There were approximately twenty empty chairs in the room on March 10, 2020 when she sat down. A senior citizen waited at a semi-metropolitan hospital, in a large rectangular almost empty room, behind the privacy barrier, for her husband to check in for his same-day surgery.

The woman observing and listening tried to think of anything other than his surgery. Surprising easily done because a gigantic TV screen, hanging on the wall in front of her, was broadcasting The Today Show, out of New York. There were four newscasters, one was Maria Shiver. They were discussing the Coronavirus. Only the virus.

Suddenly a couple walks in and they sat three and four seats from her, respectively. Not across the room, like she would have. But, within spitting distance.

Out of her right-side vision she saw the woman take her left index finger and plunge it into her left nostril. This is when the wife turned her head in disbelief. Only to see that she had great peripheral vision. Damn.

Oh my God, she was raised in a barn, the observer was thinking as she turns her whole body to her left. Still able to see the TV, but thankfully, not the nose digger. Once again, she focused her attention back to the Coronavirus discussion. “After the break, we will get the latest information on the virus from Dr…”

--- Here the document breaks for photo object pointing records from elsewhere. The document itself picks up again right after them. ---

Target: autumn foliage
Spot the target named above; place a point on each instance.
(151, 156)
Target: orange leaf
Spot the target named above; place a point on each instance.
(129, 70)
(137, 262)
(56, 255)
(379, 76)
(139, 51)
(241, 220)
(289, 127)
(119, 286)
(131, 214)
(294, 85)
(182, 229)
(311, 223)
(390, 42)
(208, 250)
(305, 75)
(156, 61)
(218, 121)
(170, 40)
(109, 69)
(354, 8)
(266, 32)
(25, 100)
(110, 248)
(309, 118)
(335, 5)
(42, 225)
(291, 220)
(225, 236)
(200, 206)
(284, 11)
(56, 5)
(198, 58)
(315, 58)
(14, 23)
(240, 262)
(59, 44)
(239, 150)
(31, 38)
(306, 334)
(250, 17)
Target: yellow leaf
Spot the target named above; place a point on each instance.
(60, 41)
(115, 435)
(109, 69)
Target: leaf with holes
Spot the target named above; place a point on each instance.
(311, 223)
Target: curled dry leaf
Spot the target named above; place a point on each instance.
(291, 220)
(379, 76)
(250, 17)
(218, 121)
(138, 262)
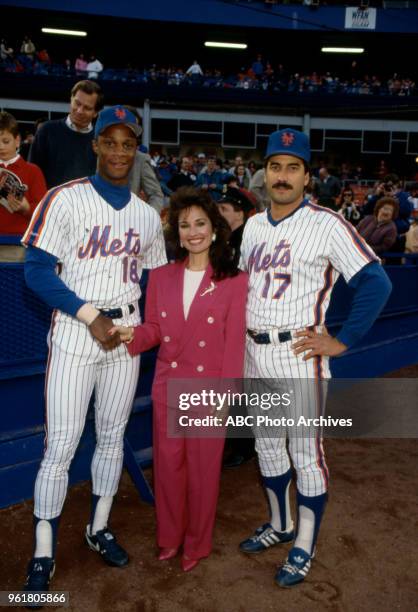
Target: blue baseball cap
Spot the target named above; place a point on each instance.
(289, 142)
(116, 115)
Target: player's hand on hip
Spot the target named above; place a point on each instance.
(126, 334)
(313, 343)
(21, 206)
(100, 330)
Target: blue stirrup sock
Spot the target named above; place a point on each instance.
(100, 510)
(277, 489)
(310, 512)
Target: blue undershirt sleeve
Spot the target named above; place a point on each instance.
(372, 289)
(41, 277)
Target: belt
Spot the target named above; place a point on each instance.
(117, 313)
(266, 337)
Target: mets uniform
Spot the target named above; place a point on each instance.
(292, 266)
(101, 251)
(294, 253)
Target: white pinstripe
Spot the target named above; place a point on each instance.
(77, 364)
(316, 245)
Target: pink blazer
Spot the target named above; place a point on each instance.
(210, 343)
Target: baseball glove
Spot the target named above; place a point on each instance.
(10, 183)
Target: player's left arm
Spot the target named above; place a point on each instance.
(155, 255)
(235, 325)
(355, 260)
(372, 289)
(149, 184)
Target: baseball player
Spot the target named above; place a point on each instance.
(294, 252)
(102, 235)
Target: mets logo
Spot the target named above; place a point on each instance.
(120, 113)
(287, 138)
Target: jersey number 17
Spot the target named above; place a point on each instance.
(285, 282)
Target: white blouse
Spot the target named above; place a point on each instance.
(192, 280)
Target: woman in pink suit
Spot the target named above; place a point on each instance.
(195, 309)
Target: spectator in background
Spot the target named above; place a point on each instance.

She never would have believed that the Coronavirus could usurp the fear she had of losing her husband. But it did for a three-minute period.

And then came the sneeze. Yes, the nose digger sneezed.

The listener became the watcher again; she couldn’t help herself; she turned her body back toward the nose lady. Do you think she sneezed into a tissue or her elbow? Hell no.

Gross.

Fear hit her. Fear for him. Fear of losing him.

The watcher moved as far as possible from the nose lady without exiting the waiting room. She listened to the newscasters that she could no longer see. They no longer usurp her fear, either. That was taken from her with just a…

And she listened to the woman laugh at her for moving after she sneezed. “What?” said the husband.

The wife whispered something to him and then they both laughed.

Raised in a barn.

I’d like to say this isn’t a true story or that I wasn’t the watcher, listener and recipient of  *“…droplets — as many as 40,000 — some of which rocket out at speeds greater than 200 miles per hour”  from an adult who was too rude to comprehend, in a civilized society.